What circularity means is that pitch is perceived in kind of a
circular way: it keeps going up until it hits an octave, and then it sort
of starts over again. You might say pitch wraps around (think of
a piano, where the C notes are evenly spaced all the way up and down).
By chroma, we mean an aspect of pitch perception in which we group
together the same pitches that are related as frequencies by multiples
of 2. These are an octave apart. In other words, 55 Hz is the same
chroma as 110 Hz as 220 Hz as 440 Hz as 880 Hz. Its not exactly
clear whether this is "hard-wired" or learned, or ultimately
how important it is, but its an extraordinary idea and an interesting
aural illusion.
We can construct such a circular series of pitches in a laboratory setting
using synthesized Shepard tones. These complex tones are comprised
of partials separated by octaves. They are complex tones where
all the non-power-of-two numbered partials are omitted.
These tones slide gradually from the bottom of the frequency range to the top. The amplitudes of the component frequencies follow a bell-shaped spectral envelope (see Figure 4.6) with a maximum near the middle of the standard musical range. In other words, they fade in and out as they get into the most common frequency range. This creates an interesting illusion: a circular Shepard tone scale can be created that varies only in tone chroma and collapses the second dimension of tone height by combining all octaves. In other words, what you hear is a continuous pitch change through one octave, but not bigger than one octave (that’s a result of the special spectra and the amplitude curve). It’s kind of like a barber pole: the pitches sound as if they just go around for a while, and then they’re back to where they started (even though, actually, they’re continuing to rise!).
Figure 4.10 Bell-shaped
spectral envelope for making Shepard tones.

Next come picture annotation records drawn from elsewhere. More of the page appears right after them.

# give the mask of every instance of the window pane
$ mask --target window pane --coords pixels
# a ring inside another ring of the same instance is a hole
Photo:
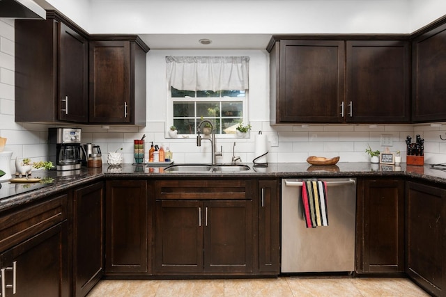
[[[244,90],[222,90],[222,97],[245,97]]]
[[[214,92],[212,90],[197,90],[197,97],[220,97],[220,91]]]
[[[174,125],[178,131],[178,134],[195,134],[195,120],[174,119]]]
[[[197,102],[197,118],[220,117],[220,102]]]
[[[186,96],[195,97],[195,91],[177,90],[174,87],[170,88],[172,98],[184,98]]]
[[[222,102],[222,116],[238,117],[243,116],[243,104],[240,102]]]
[[[192,117],[195,116],[194,102],[174,102],[174,117]]]
[[[239,119],[222,119],[222,126],[223,129],[223,131],[222,131],[222,133],[223,134],[235,134],[236,128],[237,127],[237,126],[238,126],[239,122]]]

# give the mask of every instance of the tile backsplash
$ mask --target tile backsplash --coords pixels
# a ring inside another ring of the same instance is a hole
[[[150,67],[148,67],[150,71]],[[149,76],[150,77],[150,76]],[[148,100],[151,98],[148,98]],[[266,106],[268,109],[268,106]],[[14,21],[0,19],[0,136],[8,138],[5,150],[13,151],[15,157],[31,158],[33,161],[47,159],[47,129],[43,124],[20,123],[14,121]],[[265,113],[268,115],[268,113]],[[406,156],[406,138],[415,135],[424,138],[425,163],[446,162],[446,125],[309,125],[270,126],[267,119],[252,120],[250,137],[247,138],[217,138],[217,150],[222,146],[223,156],[217,162],[230,162],[233,148],[235,155],[243,162],[254,159],[255,134],[261,131],[268,139],[268,162],[305,162],[309,156],[332,157],[340,156],[340,162],[368,161],[365,148],[383,150],[381,135],[390,136],[392,152],[401,152]],[[66,127],[74,127],[67,125]],[[133,161],[133,139],[146,135],[146,157],[151,142],[169,147],[177,163],[210,162],[210,143],[203,142],[197,147],[196,138],[166,138],[164,122],[147,122],[146,127],[77,125],[82,129],[82,143],[100,145],[102,161],[106,154],[123,147],[124,163]],[[106,129],[108,128],[108,129]],[[233,142],[236,145],[233,146]],[[13,168],[11,161],[11,168]]]

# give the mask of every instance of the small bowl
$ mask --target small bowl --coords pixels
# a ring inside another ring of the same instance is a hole
[[[307,158],[307,161],[312,165],[334,165],[339,161],[339,156],[327,159],[323,156],[311,156]]]

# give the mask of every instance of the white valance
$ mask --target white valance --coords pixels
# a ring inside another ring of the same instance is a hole
[[[167,81],[184,90],[248,88],[249,57],[166,57]]]

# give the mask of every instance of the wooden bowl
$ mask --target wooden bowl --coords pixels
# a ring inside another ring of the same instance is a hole
[[[312,165],[334,165],[338,161],[339,161],[339,156],[332,159],[327,159],[323,156],[310,156],[307,159],[307,161]]]

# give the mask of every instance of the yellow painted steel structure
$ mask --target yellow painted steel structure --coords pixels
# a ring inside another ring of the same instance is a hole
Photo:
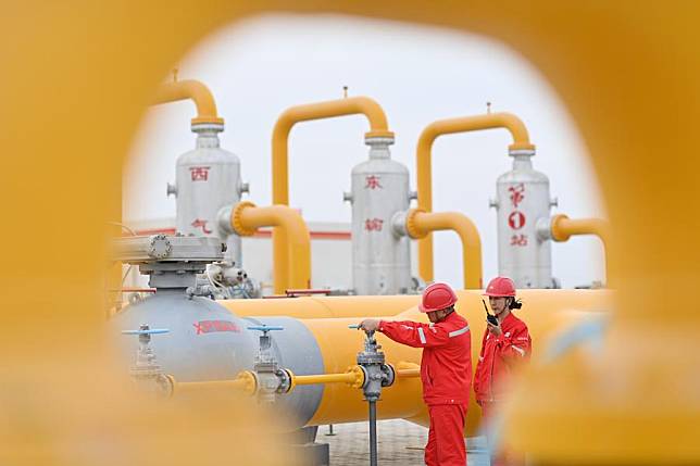
[[[230,214],[230,226],[240,236],[252,236],[261,227],[284,231],[286,267],[274,267],[274,290],[311,288],[311,236],[301,214],[287,205],[258,207],[249,201],[239,202]]]
[[[511,47],[538,68],[590,151],[611,224],[634,235],[620,241],[612,230],[618,294],[600,358],[563,357],[534,367],[505,413],[505,439],[539,464],[700,462],[698,375],[689,370],[700,354],[691,331],[700,314],[675,306],[668,318],[667,302],[679,284],[684,290],[700,285],[700,215],[679,202],[700,198],[700,160],[693,156],[700,4],[616,1],[601,8],[555,0],[430,8],[417,0],[212,0],[205,8],[183,0],[167,8],[135,0],[13,3],[0,16],[0,146],[12,155],[3,160],[8,176],[0,184],[0,239],[12,244],[0,267],[4,462],[221,464],[228,452],[192,442],[226,444],[237,420],[250,426],[259,419],[222,406],[164,410],[115,392],[121,368],[110,363],[97,310],[108,254],[104,224],[120,217],[124,154],[154,89],[212,30],[268,12],[351,14],[472,32]],[[37,215],[47,192],[52,205],[71,209]],[[70,228],[47,236],[47,225]],[[39,247],[47,241],[57,247]],[[37,268],[47,263],[62,266]],[[16,415],[8,412],[12,406],[21,407]],[[186,432],[172,428],[183,423],[190,427]],[[95,436],[97,426],[120,455],[104,455],[105,437]],[[270,448],[273,439],[265,438],[265,449],[255,439],[263,436],[239,442],[237,463],[289,464],[288,455],[266,456],[283,451]]]
[[[313,119],[334,118],[346,115],[364,115],[370,123],[370,137],[393,137],[389,131],[386,114],[382,106],[368,97],[351,97],[326,102],[296,105],[285,110],[277,122],[272,135],[272,202],[273,204],[289,205],[289,134],[291,128],[300,122]],[[275,228],[272,235],[273,244],[273,273],[280,275],[289,267],[288,254],[285,253],[287,240],[285,231]],[[292,287],[287,287],[292,288]],[[283,293],[284,289],[276,293]]]
[[[511,133],[513,143],[509,146],[509,150],[535,150],[525,124],[517,116],[505,112],[438,119],[423,129],[415,151],[420,210],[426,213],[433,212],[433,143],[435,140],[443,135],[493,128],[505,128]],[[430,234],[418,240],[418,275],[425,281],[433,281],[433,235]]]
[[[554,241],[568,241],[568,238],[575,235],[595,235],[600,238],[605,253],[605,278],[608,287],[615,287],[615,284],[610,281],[611,277],[614,276],[611,273],[614,266],[610,263],[610,256],[612,254],[609,253],[611,248],[610,223],[602,218],[568,218],[564,214],[559,214],[552,217],[551,228],[552,239]]]
[[[472,331],[472,362],[476,369],[480,341],[486,329],[486,317],[478,291],[458,291],[457,311],[470,323]],[[518,294],[524,302],[522,311],[516,311],[528,325],[534,340],[535,363],[545,353],[547,339],[555,330],[587,317],[590,314],[610,310],[613,294],[607,290],[527,290]],[[376,297],[378,301],[390,302],[395,297]],[[352,301],[353,298],[347,298]],[[265,300],[261,301],[264,305]],[[301,319],[314,335],[324,358],[325,371],[338,374],[355,364],[358,351],[362,349],[362,332],[349,330],[348,325],[357,324],[362,317]],[[413,306],[395,316],[384,316],[388,320],[415,320],[427,323],[425,314]],[[383,335],[377,336],[386,354],[388,364],[400,369],[409,369],[404,377],[398,377],[392,387],[383,390],[378,408],[379,418],[402,417],[427,426],[428,418],[422,401],[420,379],[415,370],[421,363],[421,349],[395,343]],[[315,377],[315,376],[314,376]],[[346,378],[350,376],[345,376]],[[366,418],[366,404],[361,390],[348,385],[336,383],[324,388],[321,405],[309,425],[339,424]],[[475,434],[479,426],[480,410],[471,401],[466,433]]]
[[[423,212],[412,209],[405,218],[405,229],[414,239],[432,231],[452,230],[462,241],[462,280],[464,289],[482,288],[482,238],[476,225],[459,212]]]
[[[153,103],[168,103],[180,100],[191,100],[197,105],[197,116],[192,125],[217,124],[223,125],[224,118],[216,113],[216,102],[209,88],[201,81],[185,79],[175,83],[165,83],[158,87]]]

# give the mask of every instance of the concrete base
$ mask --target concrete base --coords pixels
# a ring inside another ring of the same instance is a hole
[[[327,443],[305,443],[291,445],[295,458],[303,458],[304,466],[329,466],[330,448]]]

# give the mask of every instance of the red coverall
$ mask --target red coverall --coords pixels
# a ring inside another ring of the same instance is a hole
[[[472,386],[472,337],[455,312],[437,324],[380,320],[378,330],[399,343],[423,348],[421,381],[430,430],[425,446],[428,466],[464,466],[464,420]]]
[[[533,340],[523,320],[509,314],[501,323],[502,333],[496,336],[486,328],[482,340],[482,353],[474,375],[474,393],[482,406],[482,419],[488,423],[499,402],[508,391],[509,379],[515,368],[529,361]],[[493,466],[520,464],[523,458],[501,455],[491,462]]]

Shepard wrote a famous paper in 1964 in which he explains, to some extent,
our notion of octave equivalence using this auditory illusion:
a sequence of these Shepard tones that shifts only in chroma as it is
played. The apparent fundamental frequency increases step by step, through
repeated cycles. Listeners hear the pitch steps as climbing continuously
upward, even though the pitches are actually moving only around the chroma
circle. Absolute pitch height (that is, how "high" or "low"
it sounds) is removed from our perception of the sequence.